Translit в каком-то смысле книга буддистская, религиозная в лучшем понимании этого слова, основанная на вере и негласных законах и правилах жизни, на случайностях и переплетениях нитей реальности, проходящая галопом по канве, изнанке, матрице мира, выцепленное где-то на грани интуиции понимание сущности вещей, их беспрестанное вливание одно в другое, вплоть до размытия этих самых границ отделяющих меня от тебя, потому что взгляд направлен вовнутрь, а не наружу. Всё есть едино, всё есть течение и перетекание, а потому, что уж удивляться, что где-то там есть десятки других я, если я есть они.

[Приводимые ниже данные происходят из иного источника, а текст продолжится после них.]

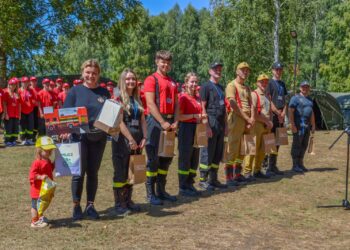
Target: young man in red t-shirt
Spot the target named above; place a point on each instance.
(161, 97)
(28, 100)
(12, 113)
(34, 86)
(46, 98)
(62, 96)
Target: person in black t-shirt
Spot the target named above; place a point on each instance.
(277, 92)
(91, 96)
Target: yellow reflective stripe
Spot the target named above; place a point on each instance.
(193, 171)
(183, 172)
(151, 174)
(119, 184)
(214, 166)
(203, 166)
(163, 172)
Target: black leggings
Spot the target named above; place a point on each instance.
(92, 148)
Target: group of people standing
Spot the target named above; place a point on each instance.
(228, 114)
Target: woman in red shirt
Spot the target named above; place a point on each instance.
(190, 115)
(12, 113)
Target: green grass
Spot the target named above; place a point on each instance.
(281, 213)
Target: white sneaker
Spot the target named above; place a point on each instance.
(38, 224)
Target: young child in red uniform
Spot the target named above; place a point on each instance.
(62, 96)
(46, 98)
(12, 113)
(28, 102)
(41, 168)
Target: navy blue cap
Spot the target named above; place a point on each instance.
(277, 65)
(304, 83)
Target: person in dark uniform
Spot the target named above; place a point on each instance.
(131, 141)
(161, 97)
(190, 114)
(213, 105)
(302, 120)
(91, 96)
(277, 92)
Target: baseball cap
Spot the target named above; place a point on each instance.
(262, 77)
(242, 65)
(59, 80)
(24, 79)
(304, 83)
(45, 143)
(216, 64)
(12, 81)
(45, 80)
(277, 65)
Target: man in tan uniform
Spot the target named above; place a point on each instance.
(262, 126)
(240, 119)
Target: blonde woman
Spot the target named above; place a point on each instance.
(92, 96)
(131, 141)
(190, 113)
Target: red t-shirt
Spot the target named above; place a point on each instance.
(1, 99)
(143, 100)
(62, 96)
(47, 98)
(13, 104)
(167, 92)
(39, 167)
(28, 100)
(57, 90)
(190, 105)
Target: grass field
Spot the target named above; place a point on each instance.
(280, 213)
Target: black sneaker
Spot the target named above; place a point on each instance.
(297, 169)
(91, 212)
(261, 175)
(77, 213)
(302, 167)
(218, 184)
(206, 186)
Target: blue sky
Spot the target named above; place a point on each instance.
(157, 6)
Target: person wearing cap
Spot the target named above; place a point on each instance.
(162, 105)
(62, 96)
(34, 86)
(277, 92)
(92, 96)
(190, 114)
(240, 120)
(58, 86)
(213, 106)
(12, 112)
(262, 126)
(41, 169)
(302, 121)
(28, 101)
(46, 98)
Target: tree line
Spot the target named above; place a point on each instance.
(123, 34)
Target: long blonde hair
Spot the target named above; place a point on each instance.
(187, 78)
(124, 94)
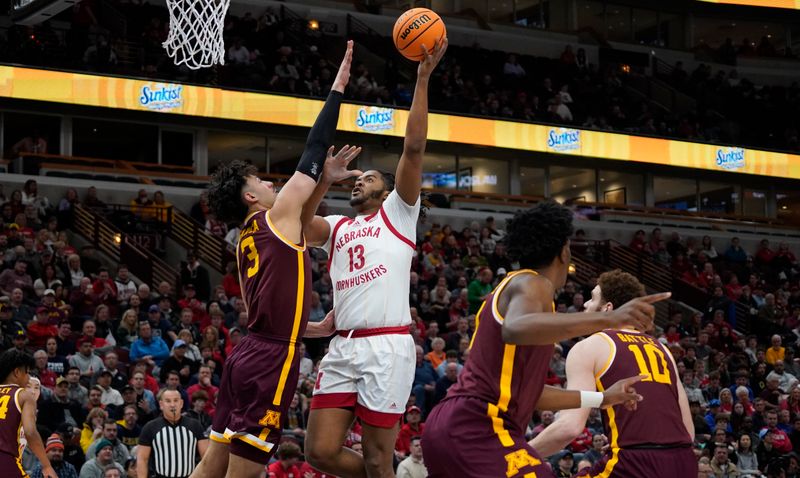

Вместе с тем, в романе присутствуют герои и места, незыблемые, основой погрязшие в самом сознании - фиг извлечешь, не перельешь, не сдвинешь с места, они якорем держат сознание и осознание личности в рамках допустимой человечеством нормы, без которых можно навеки потерять себя в этом бесконечном потоке сущностей, перебиться, разлететься и больше не собраться вместе, что кстати, совсем уж не плохо, но человеком ты вряд ли в таком состоянии сможешь существовать, обретя мир, потеряешь форму. Ложь, как элемент давления на реальность в таком обществе обретает огромную силу, рушит границы твоей личности, перебирая тебя, вталкивая куда-то еще, создавая, в том числе чужим обманутым сознанием совершенно параллелельную реальность: других людей, места, передергивая целые города, страны, быть может, земные шары.
А потому, если хотите быть цельным, видеть и не терять нить реальности - просто перестаньте врать. Не держите ничего в себе, для того, чтобы слова работали не обязательно, чтобы они были неправдивы. Больше говорите о любви, привязанности, добросовестности и вдохновении. Меньше едких, саркастичных и грубых слов. Читайте эту книгу, наслаждайтесь.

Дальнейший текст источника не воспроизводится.